Dennoch ist es wichtig, dass der Antrag zum heutigen Zeitpunkt beraten wird. Es ist auch wichtig, dass er sehr intensiv in den Ausschüssen beraten wird, weil es darum geht, wie sich der rheinland-pfälzische Mittelstand in der Europäischen Union positioniert und welchen Regelungen er unterworfen ist. Das fängt bei der Sprache der Ausschreibungen an und hört in anderen Bereichen auf. Die Europäische Union hat eigene Gesetze. Wettbewerbsmäßig sind diese Gesetze übrigens in Ordnung. Wenn man eine völlig andere Ausschreibungssprache wählt, kann das bedeuten, dass unter Umständen uns ere Kommunen auch in anderen Sprachen ausschreiben müssen. Deshalb ist es wichtig, dass hierüber eine breite Diskussion geführt wird.

Ich war schon ein wenig überrascht – Herr Schwarz hat es problematisiert –, als von der Zwangsberatung gesprochen worden ist. Das passt eigentlich nicht in eine liberale Wirtschaftsordnung.

Meine Damen und Herren, in den vergangenen fünf Jahren wurden in Rheinland-Pfalz über 150.000 Gewerbebetriebe gegründet. Dank unserer Existenzgründer liegt Rheinland-Pfalz mit 76 Neuerrichtungen je 10.000 Einwohnern im Jahr 2000 über dem Bundesdurchschnitt. Damit nimmt das Land einen Spitzenplatz vor den klassischen Ländern wie beispielsweise Baden-Württemberg mit 69 Existenzgründungen je 10.000 Einwohnern ein.

In Rheinland-Pfalz konnte dadurch die Selbstständigenquote seit dem Jahr 1996 von 9,3 % auf jenseits von

10 % gesteigert werden und liegt damit über dem Bundesdurchschnitt. Seit dem Jahr 1996 hat sich die Zahl der Selbstständigen in Rheinland-Pfalz um fast 25.000 erhöht.

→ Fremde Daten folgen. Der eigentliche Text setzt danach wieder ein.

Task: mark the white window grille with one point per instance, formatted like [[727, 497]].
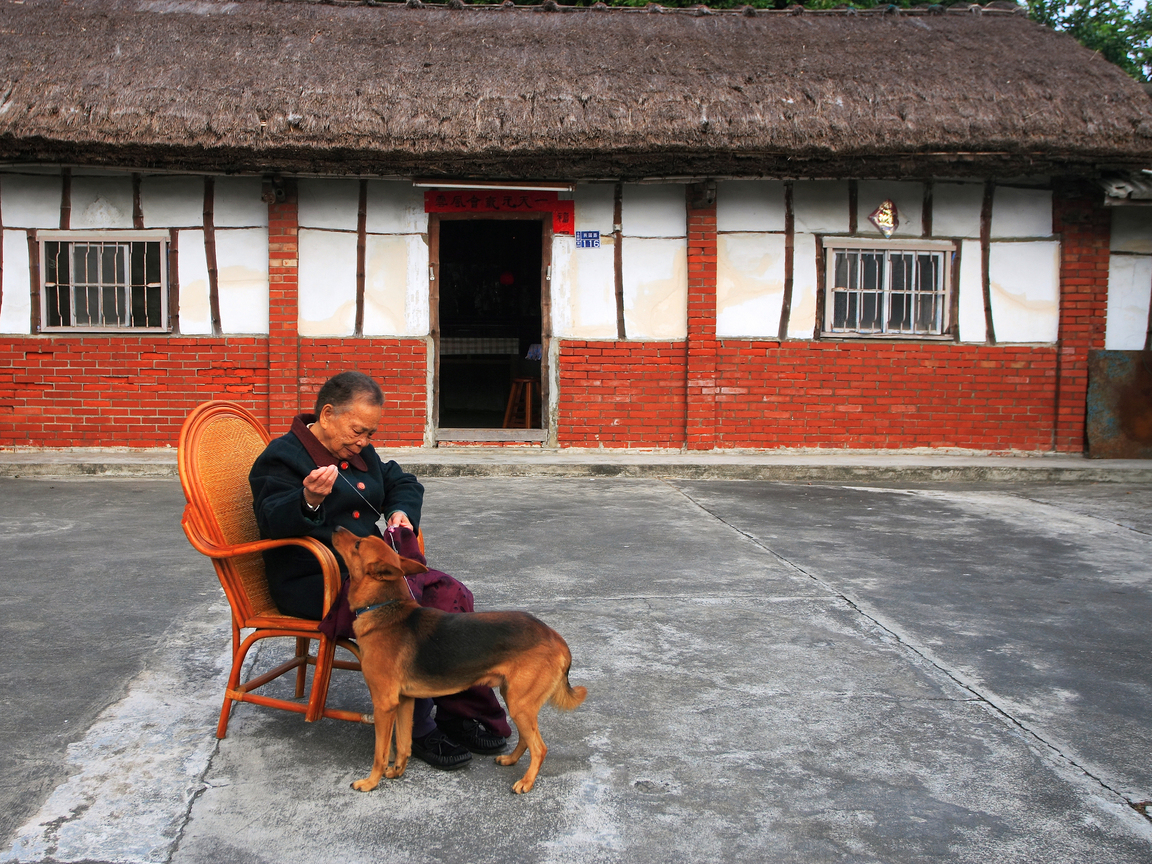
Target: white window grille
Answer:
[[104, 281], [877, 289]]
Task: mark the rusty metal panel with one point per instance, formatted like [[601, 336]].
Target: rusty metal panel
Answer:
[[1120, 404]]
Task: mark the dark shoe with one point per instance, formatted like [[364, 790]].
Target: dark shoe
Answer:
[[439, 751], [475, 735]]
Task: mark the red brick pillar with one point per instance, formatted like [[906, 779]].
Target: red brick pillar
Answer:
[[283, 312], [1085, 230], [702, 317]]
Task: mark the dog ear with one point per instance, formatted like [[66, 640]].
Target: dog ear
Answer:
[[411, 567]]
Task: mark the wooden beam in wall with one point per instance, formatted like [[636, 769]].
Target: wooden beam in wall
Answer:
[[985, 257], [210, 254], [789, 260]]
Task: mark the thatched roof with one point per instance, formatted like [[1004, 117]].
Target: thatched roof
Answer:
[[556, 92]]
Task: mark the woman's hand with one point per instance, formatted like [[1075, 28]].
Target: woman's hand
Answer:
[[318, 485], [400, 518]]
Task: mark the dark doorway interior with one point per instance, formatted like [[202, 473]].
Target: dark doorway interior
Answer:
[[490, 318]]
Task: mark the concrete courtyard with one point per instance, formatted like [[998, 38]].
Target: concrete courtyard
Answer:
[[778, 672]]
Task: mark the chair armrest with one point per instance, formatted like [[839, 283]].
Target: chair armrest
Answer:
[[328, 567]]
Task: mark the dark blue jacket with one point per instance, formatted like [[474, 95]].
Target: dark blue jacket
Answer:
[[365, 491]]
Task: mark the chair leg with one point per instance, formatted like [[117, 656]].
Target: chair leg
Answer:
[[302, 644], [320, 679]]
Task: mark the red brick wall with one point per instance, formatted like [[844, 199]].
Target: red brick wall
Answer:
[[884, 395], [121, 391], [622, 394], [1085, 230], [399, 365]]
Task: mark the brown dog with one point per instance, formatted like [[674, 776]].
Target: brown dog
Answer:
[[409, 652]]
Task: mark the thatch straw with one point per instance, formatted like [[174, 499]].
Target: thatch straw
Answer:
[[495, 91]]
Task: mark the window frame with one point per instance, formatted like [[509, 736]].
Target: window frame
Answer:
[[156, 235], [831, 245]]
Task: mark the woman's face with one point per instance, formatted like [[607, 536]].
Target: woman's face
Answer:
[[347, 432]]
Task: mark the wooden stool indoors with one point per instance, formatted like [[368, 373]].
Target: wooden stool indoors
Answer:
[[518, 412]]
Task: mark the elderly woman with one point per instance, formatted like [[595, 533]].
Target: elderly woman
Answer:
[[325, 474]]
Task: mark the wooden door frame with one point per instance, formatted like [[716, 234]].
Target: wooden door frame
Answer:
[[492, 434]]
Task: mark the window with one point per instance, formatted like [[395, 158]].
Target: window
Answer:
[[105, 280], [877, 289]]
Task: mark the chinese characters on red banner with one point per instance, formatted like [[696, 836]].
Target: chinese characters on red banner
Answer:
[[497, 201]]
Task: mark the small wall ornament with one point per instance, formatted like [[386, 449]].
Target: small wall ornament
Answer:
[[885, 218]]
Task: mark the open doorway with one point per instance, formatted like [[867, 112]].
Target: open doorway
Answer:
[[490, 323]]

Trotz dieser Erfolgsmeldungen gilt, dass wir unser Augenmerk nicht nur auf die Anzahl der Unternehmen richten werden, die wir in den Markt hineinbringen, sondern auch auf die Überlebensfähigkeit dieser Unternehmen. Wir müssen sie dabei entsprechend unterstützen, damit sie sich auf dem Markt behaupten können.

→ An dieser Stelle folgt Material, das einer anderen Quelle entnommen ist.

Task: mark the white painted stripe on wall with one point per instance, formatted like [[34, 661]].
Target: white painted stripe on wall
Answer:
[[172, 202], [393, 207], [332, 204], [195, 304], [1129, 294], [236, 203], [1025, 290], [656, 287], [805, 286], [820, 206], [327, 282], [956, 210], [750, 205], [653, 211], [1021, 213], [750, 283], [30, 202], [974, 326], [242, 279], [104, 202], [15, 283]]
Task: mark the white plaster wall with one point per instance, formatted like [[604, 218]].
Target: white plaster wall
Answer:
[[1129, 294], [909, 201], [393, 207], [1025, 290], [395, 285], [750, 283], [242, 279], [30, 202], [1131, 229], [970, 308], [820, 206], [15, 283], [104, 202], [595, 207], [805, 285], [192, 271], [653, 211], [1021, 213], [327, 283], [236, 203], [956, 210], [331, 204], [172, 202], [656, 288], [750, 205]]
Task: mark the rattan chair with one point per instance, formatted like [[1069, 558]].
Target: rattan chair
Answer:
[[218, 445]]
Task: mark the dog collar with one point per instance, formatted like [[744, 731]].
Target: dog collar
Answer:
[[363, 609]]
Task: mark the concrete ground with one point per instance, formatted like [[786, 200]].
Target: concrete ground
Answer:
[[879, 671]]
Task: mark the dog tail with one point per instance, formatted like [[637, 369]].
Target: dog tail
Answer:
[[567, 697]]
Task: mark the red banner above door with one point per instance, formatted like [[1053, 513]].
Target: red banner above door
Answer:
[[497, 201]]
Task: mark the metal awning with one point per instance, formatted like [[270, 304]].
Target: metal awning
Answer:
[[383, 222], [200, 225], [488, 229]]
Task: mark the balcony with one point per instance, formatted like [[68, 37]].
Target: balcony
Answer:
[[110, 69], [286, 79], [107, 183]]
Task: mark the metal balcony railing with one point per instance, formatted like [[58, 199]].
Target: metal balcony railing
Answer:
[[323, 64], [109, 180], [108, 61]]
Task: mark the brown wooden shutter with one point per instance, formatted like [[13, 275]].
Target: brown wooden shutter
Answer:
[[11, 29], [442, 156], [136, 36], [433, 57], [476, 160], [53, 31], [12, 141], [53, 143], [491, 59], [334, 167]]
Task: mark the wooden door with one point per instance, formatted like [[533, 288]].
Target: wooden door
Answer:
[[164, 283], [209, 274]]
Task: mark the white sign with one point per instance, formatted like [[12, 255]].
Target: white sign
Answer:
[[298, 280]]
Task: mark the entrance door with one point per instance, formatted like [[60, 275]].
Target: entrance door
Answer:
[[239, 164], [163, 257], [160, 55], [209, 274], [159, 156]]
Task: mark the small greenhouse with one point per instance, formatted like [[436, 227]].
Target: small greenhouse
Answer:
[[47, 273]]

In diesem Zusammenhang ist das Beratungsprogramm für Existenzgründer des Landes ein überaus erfolgreiches Angebot, dass von 1997 bis 2000 von über 1.000 Personen in Anspruch genommen worden ist. Das zeigt gleichzeitig die hohe Effizienz und ausgezeichnete Akzeptanz. Darüber hinaus können Existenzgründer den Beratungsdienst der Investitions- und Strukturbank Rheinland-Pfalz in Anspruch nehmen und bei wirtschaftlichen Problemen eine Beratungshilfe durch „runde Tische“ erhalten, die gemeinsam mit den Kammern und mit der Kreditanstalt für Wiederaufbau eingerichtet worden sind.

Die Landesregierung hält eine Zwangsberatung für Existenzgründer bei der Inanspruchnahme von finanziellen Existenzgründerhilfen für nicht opportun. Sie passen eben nicht in eine marktwirtschaftliche Ordnung hinein.

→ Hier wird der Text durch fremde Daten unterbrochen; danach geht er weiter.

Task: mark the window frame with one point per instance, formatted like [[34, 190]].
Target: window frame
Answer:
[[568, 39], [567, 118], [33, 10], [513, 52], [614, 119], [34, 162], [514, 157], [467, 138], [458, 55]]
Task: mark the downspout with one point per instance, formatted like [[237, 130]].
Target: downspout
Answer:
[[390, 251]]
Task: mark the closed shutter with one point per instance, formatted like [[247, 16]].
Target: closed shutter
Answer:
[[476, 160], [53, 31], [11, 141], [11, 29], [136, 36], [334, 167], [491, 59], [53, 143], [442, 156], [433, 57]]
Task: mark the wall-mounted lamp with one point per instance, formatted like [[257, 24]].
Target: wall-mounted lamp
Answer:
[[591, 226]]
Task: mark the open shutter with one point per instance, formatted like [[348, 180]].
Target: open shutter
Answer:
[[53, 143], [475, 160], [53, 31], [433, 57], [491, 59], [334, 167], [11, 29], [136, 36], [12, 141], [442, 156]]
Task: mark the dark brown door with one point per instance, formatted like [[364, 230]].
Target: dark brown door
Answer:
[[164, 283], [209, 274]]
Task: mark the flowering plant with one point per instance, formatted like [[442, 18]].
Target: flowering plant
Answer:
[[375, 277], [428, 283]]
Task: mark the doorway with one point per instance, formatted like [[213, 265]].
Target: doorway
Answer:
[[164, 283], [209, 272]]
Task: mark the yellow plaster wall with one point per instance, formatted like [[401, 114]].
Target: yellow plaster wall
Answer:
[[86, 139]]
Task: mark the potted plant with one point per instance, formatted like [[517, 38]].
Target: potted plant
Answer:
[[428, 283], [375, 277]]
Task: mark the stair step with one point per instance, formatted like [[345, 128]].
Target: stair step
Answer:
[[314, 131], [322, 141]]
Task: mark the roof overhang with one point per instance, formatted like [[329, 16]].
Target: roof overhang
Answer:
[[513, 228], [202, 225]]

(Vereinzelt Beifall bei FDP und SPD)

Wenn der Antrag von anderer Seite eingebracht worden wäre, hätte ich gesagt, dass das der Weg in die Planwirtschaft sei. Das will ich in dem Fall aber nicht sagen.

Bereits jetzt wird eine Beratung vor der Inanspruchnahme der Fördermittel vorausgesetzt. Wenn eine Beratung notwendig und nach dem Umfang der Förderung angemessen ist, müssen Existenzgründer in der Regel vor einer Technologieförderung Beratungsleistungen in Anspruch nehmen. Diese Praxis hat sich im Übrigen bewährt.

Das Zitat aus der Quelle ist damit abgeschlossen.